If possible, exercise your dog before work. This can be a walk or run, an extended game of fetch in the yard, playing chase or any other kind of physical activity your dog enjoys. Physical exercise will help your dog release energy and tire them out for (at least) a few hours.
Research has shown that taking regular breaks is good for productivity. Working long stretches without them can lead to stress and exhaustion, while taking breaks can help refresh the mind and increase creativity. It's suggested you take a break every 75 to 90 minutes, which makes for the perfect time to give your dog some much-needed attention. Using these breaks for short play sessions will keep your dog's energy from building up and continually tire them out throughout the day. You can play more physical games (like fetch, tug-of-war and chase) or brain games (like find the treats and training practice).
Pro Tip: Set designated play times for your breaks to minimize distractions and teach your dog obedience.
Dogs who are anxious, bored or not getting the attention they crave can resort to destructive behaviors (like chewing or urinating in the house).

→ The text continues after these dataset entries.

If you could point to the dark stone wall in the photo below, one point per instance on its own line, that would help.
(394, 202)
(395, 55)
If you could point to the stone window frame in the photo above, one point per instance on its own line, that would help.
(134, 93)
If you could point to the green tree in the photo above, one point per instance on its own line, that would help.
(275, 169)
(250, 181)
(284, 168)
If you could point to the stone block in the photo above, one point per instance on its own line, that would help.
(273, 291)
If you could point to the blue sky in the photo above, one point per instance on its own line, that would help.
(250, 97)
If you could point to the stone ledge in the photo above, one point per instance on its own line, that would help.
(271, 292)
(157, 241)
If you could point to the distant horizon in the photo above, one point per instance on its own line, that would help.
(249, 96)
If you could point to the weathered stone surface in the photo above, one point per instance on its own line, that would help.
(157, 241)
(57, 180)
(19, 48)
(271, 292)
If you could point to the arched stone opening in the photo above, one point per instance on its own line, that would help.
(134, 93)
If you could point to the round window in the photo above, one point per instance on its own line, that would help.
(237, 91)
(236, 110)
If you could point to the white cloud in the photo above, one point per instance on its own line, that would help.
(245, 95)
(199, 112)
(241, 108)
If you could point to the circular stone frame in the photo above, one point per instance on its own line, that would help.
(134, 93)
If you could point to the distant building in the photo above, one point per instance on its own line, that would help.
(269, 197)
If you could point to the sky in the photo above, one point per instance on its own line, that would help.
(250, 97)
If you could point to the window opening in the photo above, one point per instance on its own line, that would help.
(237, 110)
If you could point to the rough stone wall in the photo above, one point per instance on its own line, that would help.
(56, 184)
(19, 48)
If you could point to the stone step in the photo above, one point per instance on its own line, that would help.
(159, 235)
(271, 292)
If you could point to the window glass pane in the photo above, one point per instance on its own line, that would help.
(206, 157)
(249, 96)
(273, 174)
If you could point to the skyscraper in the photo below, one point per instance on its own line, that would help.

Keeping your dog occupied and mentally stimulated will help minimize these issues. Give them something to work on, like a chewing bone or puzzle toy. The longer the distraction, the better. That being said, you won't want to give your dog too many treats or else he or she may gain weight.
Pro Tip: Don't give your dogs treats or bones if you have multiple and one of them likes to resource guard.

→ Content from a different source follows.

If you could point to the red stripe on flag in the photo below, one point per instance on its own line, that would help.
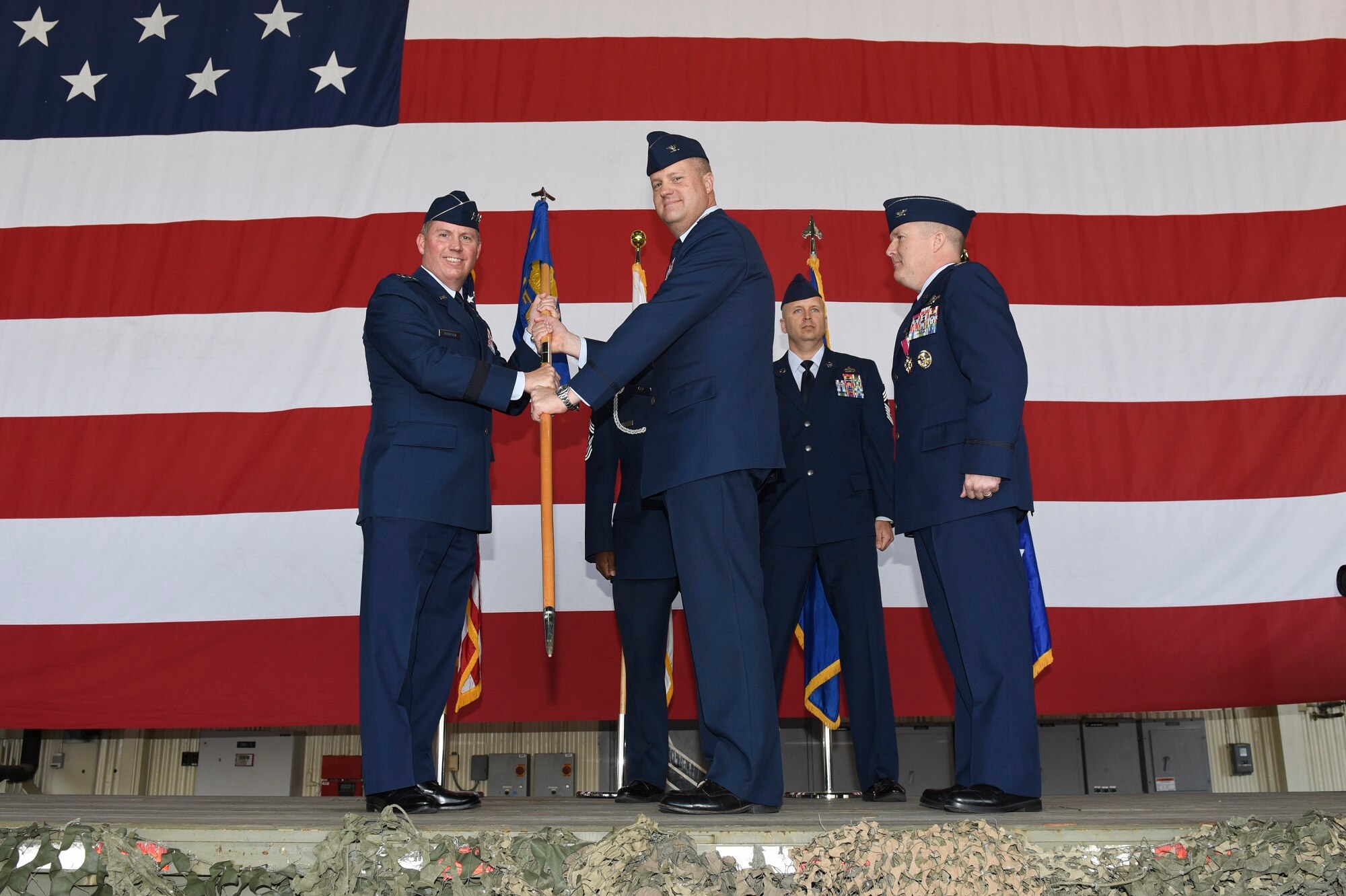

We can't ignore our dogs when we're home all day. And furthermore, being cooped up can cause a lot of anxiety and restlessness for you both. So make sure you give your dog enough physical attention to satisfy his or her needs. Belly scratches, head pats and ear rubs can reduce stress in both you and your dog. In addition, working from home can feel isolating, so your dog can provide the closeness and companionship you're missing. Try placing your dog's bed, blanket or favorite toy by your workspace so you can spend time together.
Working from home means you're not interacting with people the way you would at the office. But you don't have to sit in silence. Instead, talk to your dog. MRIs have shown that dogs can understand human language better than we thought. So having a one-way conversation with your dog is a great way to display your affection. Use a praising tone, words of praise or "baby talk," as research has shown that dogs enjoy those most. Moreover, you'll feel the benefits of interacting, especially if you're feeling isolated at home.
Some dogs who crave your attention may resort to whining, crying, begging, nuzzling or pawing at things. It's best not to give in to your pup, as that will reward and reinforce the behavior. It essentially teaches them they can get what they want by whining, crying, etc.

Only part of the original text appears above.